We're moving this issue to the .NET 8 Planning milestone for future evaluation / consideration. We would like to keep this around to collect more feedback, which can help us with prioritizing this work. We will re-evaluate this issue, during our next planning meeting(s). If we later determine, that the issue has no community involvement, or it's very rare and low-impact issue, we will close it - so that the team can focus on more important and high impact issues. To learn more about what to expect next and how this issue will be handled you can read more about our triage process here.

MarkusRodler commented 2 years ago

Maybe the upcoming Shared Element Transition API could help: https://developer.chrome.com/blog/shared-element-transitions-for-spas/

ghost commented 1 year ago

We've moved this issue to the Backlog milestone. This means that it is not going to be worked on for the coming release. We will reassess the backlog following the current release and consider this item at that time. To learn more about our issue management process and to have better expectation regarding different types of issues you can read our Triage Process.
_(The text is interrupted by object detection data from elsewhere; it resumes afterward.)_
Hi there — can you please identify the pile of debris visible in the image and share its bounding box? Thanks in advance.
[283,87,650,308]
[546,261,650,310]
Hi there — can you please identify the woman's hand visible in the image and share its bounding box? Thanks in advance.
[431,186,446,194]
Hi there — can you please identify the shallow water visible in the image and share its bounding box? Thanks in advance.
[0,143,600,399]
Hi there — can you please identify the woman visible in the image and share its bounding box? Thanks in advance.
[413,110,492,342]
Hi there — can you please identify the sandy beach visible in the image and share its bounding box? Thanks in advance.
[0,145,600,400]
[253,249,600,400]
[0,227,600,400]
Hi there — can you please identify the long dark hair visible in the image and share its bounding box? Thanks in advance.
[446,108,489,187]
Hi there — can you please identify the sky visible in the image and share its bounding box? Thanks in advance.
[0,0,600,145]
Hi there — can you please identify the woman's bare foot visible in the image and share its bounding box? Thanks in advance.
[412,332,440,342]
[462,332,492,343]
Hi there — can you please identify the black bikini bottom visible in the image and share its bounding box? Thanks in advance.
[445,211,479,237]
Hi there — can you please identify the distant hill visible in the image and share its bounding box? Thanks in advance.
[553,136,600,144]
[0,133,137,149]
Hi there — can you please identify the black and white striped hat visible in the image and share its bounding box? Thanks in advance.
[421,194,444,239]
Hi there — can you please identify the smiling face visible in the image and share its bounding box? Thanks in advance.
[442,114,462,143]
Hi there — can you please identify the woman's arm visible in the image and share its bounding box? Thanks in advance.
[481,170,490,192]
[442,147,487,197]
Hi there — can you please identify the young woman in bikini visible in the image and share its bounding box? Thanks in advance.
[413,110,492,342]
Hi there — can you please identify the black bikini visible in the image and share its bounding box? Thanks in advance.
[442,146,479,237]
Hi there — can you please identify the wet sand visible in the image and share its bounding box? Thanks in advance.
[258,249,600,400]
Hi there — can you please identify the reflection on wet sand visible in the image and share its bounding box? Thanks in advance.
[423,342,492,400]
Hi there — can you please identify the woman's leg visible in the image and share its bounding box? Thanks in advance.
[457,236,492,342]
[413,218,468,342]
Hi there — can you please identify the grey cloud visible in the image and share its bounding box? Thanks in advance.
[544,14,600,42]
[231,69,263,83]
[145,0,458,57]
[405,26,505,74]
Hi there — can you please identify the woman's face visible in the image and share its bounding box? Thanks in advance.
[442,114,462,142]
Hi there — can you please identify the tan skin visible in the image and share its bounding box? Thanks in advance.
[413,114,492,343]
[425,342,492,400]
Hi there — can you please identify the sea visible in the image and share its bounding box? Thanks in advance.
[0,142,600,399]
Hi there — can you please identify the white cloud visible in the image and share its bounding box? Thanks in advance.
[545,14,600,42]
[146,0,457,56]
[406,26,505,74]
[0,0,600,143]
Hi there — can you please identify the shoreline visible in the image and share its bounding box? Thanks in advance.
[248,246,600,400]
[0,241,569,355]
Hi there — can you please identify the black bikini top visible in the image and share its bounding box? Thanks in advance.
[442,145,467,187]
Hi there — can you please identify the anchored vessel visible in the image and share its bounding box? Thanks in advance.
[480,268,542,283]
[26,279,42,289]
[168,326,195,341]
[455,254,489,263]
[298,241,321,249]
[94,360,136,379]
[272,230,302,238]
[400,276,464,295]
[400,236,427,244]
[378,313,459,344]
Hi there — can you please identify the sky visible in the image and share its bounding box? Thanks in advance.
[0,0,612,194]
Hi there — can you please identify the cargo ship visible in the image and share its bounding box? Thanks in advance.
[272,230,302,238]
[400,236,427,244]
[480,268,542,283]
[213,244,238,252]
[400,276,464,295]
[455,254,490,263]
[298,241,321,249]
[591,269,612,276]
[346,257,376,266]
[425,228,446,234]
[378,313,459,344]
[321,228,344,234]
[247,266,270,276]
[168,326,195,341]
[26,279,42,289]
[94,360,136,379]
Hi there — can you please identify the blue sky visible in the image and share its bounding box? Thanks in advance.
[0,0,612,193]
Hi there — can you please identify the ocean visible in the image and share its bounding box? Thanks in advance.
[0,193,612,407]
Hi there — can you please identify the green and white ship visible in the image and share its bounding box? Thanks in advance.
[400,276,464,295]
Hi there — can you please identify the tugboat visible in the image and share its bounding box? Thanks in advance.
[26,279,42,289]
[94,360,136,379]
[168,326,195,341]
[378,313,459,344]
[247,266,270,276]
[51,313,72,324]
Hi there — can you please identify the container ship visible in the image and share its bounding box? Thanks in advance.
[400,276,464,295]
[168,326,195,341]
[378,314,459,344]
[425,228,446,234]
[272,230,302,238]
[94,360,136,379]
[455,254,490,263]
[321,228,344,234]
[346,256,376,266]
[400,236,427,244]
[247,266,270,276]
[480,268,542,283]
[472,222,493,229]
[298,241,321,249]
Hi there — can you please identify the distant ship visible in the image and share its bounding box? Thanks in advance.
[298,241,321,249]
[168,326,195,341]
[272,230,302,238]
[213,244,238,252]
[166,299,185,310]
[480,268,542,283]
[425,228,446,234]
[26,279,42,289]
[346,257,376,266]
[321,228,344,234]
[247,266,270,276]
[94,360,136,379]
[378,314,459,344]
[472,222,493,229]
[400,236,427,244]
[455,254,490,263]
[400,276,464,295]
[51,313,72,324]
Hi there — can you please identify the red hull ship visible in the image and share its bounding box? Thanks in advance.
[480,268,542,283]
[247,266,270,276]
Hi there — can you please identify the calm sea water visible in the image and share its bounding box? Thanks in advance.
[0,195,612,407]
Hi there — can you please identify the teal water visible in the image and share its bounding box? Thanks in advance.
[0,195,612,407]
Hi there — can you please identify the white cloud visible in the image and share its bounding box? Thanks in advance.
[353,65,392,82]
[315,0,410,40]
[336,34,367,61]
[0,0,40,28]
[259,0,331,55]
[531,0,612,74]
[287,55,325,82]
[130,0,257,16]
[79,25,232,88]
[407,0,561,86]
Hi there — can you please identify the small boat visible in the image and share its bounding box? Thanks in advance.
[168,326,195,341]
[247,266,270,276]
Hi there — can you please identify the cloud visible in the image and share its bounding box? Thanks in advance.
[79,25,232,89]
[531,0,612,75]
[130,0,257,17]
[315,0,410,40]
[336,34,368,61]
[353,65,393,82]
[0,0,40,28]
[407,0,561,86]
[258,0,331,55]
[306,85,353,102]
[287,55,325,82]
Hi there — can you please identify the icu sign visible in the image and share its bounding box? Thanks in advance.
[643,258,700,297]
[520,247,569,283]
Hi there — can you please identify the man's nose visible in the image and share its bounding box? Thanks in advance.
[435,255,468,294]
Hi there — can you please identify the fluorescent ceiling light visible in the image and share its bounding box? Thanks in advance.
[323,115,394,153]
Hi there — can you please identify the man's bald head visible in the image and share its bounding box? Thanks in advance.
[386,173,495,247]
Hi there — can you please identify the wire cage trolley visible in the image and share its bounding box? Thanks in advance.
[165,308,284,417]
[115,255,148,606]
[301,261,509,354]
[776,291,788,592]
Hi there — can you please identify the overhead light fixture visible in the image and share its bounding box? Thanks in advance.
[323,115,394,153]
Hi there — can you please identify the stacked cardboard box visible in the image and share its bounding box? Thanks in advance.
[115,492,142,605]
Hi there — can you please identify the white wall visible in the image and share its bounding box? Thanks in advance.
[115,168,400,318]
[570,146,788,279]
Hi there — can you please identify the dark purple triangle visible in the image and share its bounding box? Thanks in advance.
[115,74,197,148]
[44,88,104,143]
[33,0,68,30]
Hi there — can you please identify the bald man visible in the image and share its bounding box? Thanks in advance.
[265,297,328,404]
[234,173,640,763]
oliverw commented 1 year ago

"We've moved this issue to the Backlog milestone." - This is turning into "Groundhog Day" 😄

mkArtakMSFT commented 12 months ago

The View Transitions API seems promising. Unfortunately, it's not yet supported by all major browsers: https://developer.mozilla.org/en-US/docs/Web/API/View_Transitions_API#browser_compatibility

MarkusRodler commented 12 months ago

The View Transitions API seems promising. Unfortunately, it's not yet supported by all major browsers: https://developer.mozilla.org/en-US/docs/Web/API/View_Transitions_API#browser_compatibility

@mkArtakMSFT Yeah I know, Internet Explorer 11 support is not that good 😉 Joking aside, would it still be an option to implement the feature with it, even if the rest of the browsers still have to follow suit? In principle, it would be better than nothing.

In my opinion users could benefit from the feature while users with unsupported browser will not notice that it does exist.